The Sentencing Commission amended Application Note 4 "to clarify under what circumstances defendants sentenced for violations of 18 U.S.C. § 924(c) in conjunction with convictions for other offenses may receive weapon enhancements contained in the guidelines for those other offenses." U.S.S.G. Manual app. C (Nov. 1, 2003) amend. 599. In its current form, Application Note 4 provides that "[i]f the . . . weapon that was possessed . . . in the course of the underlying offense also results in a conviction that would subject the defendant to an enhancement under § 2K1.3(b)(3) . . . or § 2K2.1(b)(6) . . ., do not apply that enhancement." Application Note 4, therefore, avoids duplicative punishment by proscribing weapons enhancements for conduct that is already accounted for in the sentencing calculus for related conduct. See U.S.S.G. § 2K2.4 cmt. n. 4 (2009). Terrell contends that application of the four-level enhancement for the victim's permanent or life-threatening injuries contravenes § 2K2.4 because that conduct "was already taken into account in determining [his] guideline range under § 2B3.1(b)(3)(c)." (Mot. Modification Sentence 4.)

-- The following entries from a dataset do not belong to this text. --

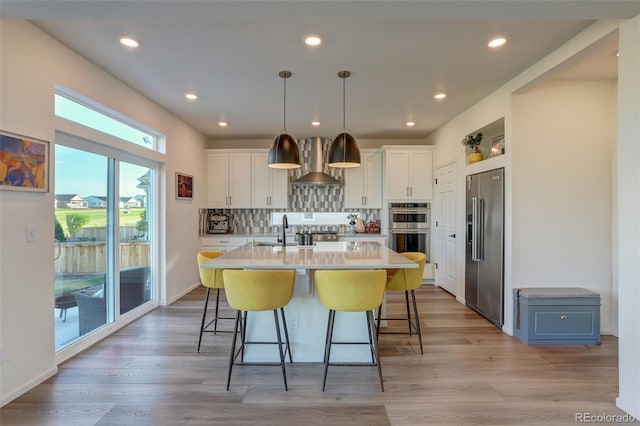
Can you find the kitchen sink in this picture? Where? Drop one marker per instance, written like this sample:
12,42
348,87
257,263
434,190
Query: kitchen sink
271,243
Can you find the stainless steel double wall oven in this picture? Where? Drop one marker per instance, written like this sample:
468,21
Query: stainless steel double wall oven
409,227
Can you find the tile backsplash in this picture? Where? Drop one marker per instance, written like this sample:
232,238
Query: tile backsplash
315,199
247,221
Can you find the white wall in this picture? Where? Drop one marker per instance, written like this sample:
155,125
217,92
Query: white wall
625,196
627,213
563,135
31,63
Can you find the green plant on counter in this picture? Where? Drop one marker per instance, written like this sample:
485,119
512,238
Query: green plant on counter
472,141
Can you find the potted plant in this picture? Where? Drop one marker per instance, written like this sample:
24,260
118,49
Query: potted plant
473,142
352,218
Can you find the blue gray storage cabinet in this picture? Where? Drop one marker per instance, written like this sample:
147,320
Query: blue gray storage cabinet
556,316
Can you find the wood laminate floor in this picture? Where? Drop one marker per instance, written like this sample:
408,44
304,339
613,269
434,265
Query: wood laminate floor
471,373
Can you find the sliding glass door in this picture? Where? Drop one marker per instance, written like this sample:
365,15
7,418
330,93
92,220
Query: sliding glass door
83,220
135,238
104,220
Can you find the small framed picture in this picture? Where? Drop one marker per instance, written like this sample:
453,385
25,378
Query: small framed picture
184,186
24,163
497,146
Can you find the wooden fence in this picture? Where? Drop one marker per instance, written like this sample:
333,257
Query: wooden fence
90,257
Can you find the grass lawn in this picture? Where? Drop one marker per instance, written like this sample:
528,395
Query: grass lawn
69,285
98,217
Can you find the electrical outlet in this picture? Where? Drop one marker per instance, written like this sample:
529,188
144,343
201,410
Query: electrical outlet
293,322
31,233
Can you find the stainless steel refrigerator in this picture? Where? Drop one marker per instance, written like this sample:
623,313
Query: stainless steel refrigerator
484,266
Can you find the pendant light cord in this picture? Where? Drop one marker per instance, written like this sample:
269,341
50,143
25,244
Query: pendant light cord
344,114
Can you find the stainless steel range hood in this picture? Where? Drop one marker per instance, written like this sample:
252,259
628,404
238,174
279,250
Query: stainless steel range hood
316,176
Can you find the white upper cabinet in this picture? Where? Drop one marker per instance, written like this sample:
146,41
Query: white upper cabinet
270,186
229,179
363,185
408,173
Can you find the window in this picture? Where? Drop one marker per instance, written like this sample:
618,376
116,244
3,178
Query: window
74,110
105,214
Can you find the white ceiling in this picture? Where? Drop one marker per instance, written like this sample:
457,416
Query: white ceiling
399,52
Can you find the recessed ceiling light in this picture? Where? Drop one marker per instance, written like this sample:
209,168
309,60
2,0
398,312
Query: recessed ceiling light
313,40
497,42
129,42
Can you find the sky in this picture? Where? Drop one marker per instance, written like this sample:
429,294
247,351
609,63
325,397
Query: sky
84,173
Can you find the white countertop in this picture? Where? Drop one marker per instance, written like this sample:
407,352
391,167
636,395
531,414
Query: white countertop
329,255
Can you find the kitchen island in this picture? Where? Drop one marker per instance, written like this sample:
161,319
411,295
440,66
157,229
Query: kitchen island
306,316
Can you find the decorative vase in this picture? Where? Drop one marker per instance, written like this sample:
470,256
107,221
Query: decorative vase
474,157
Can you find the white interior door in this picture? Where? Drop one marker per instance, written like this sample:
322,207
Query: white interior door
445,234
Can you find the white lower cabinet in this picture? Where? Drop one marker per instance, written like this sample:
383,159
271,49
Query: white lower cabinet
364,237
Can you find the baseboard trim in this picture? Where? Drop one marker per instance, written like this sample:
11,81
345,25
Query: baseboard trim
182,293
5,399
631,409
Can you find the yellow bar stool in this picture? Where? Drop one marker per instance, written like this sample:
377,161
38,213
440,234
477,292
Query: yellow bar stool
406,280
351,291
258,290
212,279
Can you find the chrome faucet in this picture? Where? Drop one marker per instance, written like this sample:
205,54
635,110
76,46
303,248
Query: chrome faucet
285,225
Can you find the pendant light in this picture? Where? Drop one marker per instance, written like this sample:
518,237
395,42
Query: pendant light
284,152
344,151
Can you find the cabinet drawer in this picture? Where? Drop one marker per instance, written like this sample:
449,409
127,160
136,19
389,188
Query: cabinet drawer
556,316
569,322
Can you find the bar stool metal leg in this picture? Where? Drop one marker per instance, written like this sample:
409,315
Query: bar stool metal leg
327,349
204,315
233,348
415,314
374,346
284,372
286,334
406,299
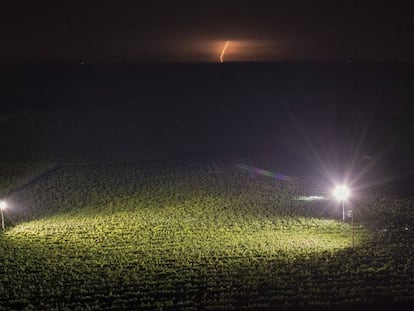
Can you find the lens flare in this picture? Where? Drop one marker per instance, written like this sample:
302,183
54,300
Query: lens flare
258,171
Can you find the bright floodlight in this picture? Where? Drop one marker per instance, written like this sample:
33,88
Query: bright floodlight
341,193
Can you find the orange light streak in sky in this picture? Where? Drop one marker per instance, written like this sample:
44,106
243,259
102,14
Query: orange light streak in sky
223,51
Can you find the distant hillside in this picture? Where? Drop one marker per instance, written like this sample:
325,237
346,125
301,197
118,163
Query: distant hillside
340,113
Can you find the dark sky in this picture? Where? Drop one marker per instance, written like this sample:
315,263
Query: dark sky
70,31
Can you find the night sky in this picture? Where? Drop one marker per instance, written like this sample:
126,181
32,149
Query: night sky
196,31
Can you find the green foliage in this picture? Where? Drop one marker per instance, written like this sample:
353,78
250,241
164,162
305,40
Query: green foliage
203,236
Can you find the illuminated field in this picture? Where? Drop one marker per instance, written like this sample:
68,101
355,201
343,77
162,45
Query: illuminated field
190,237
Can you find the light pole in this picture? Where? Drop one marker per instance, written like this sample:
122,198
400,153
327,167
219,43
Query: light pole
3,206
341,193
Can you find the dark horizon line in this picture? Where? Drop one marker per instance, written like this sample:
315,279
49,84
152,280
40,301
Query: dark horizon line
228,63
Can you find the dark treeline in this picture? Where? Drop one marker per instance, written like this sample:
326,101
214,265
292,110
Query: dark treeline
339,113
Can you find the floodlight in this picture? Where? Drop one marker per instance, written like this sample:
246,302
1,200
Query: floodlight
341,193
3,205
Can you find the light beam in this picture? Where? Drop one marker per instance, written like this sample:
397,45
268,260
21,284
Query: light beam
223,51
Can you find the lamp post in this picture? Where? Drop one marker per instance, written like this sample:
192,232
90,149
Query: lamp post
3,206
341,193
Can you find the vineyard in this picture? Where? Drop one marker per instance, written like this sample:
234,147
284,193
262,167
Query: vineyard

Terrell's reliance on Amendment 599 and Application Note 4 is misplaced. As explained above, Amendment 599 was drafted to clarify the circumstances under which sentencing courts could impose a weapons enhancement. Here, the court imposed a four-level enhancement because the victim sustained permanent or life-threatening bodily injury. Terrell effectively asks the court to interpret Application Note 4 as imposing a bar not only to certain weapon enhancements, but also enhancements under § 2A2.1(b)(1)(A). The court declines to do so.
It is therefore
ORDERED that Terrell's motion for a reduction of sentence, docket number 94, is denied.
IT IS SO ORDERED.
Greenville, South Carolina November 3, 2010
NOTICE OF RIGHT TO APPEAL
MOvant is hereby notified that he has the right to appeal this order within the (10) days from the date hereof, pursuant to Rule 4 of the Federal Rules of Appellate Procedure.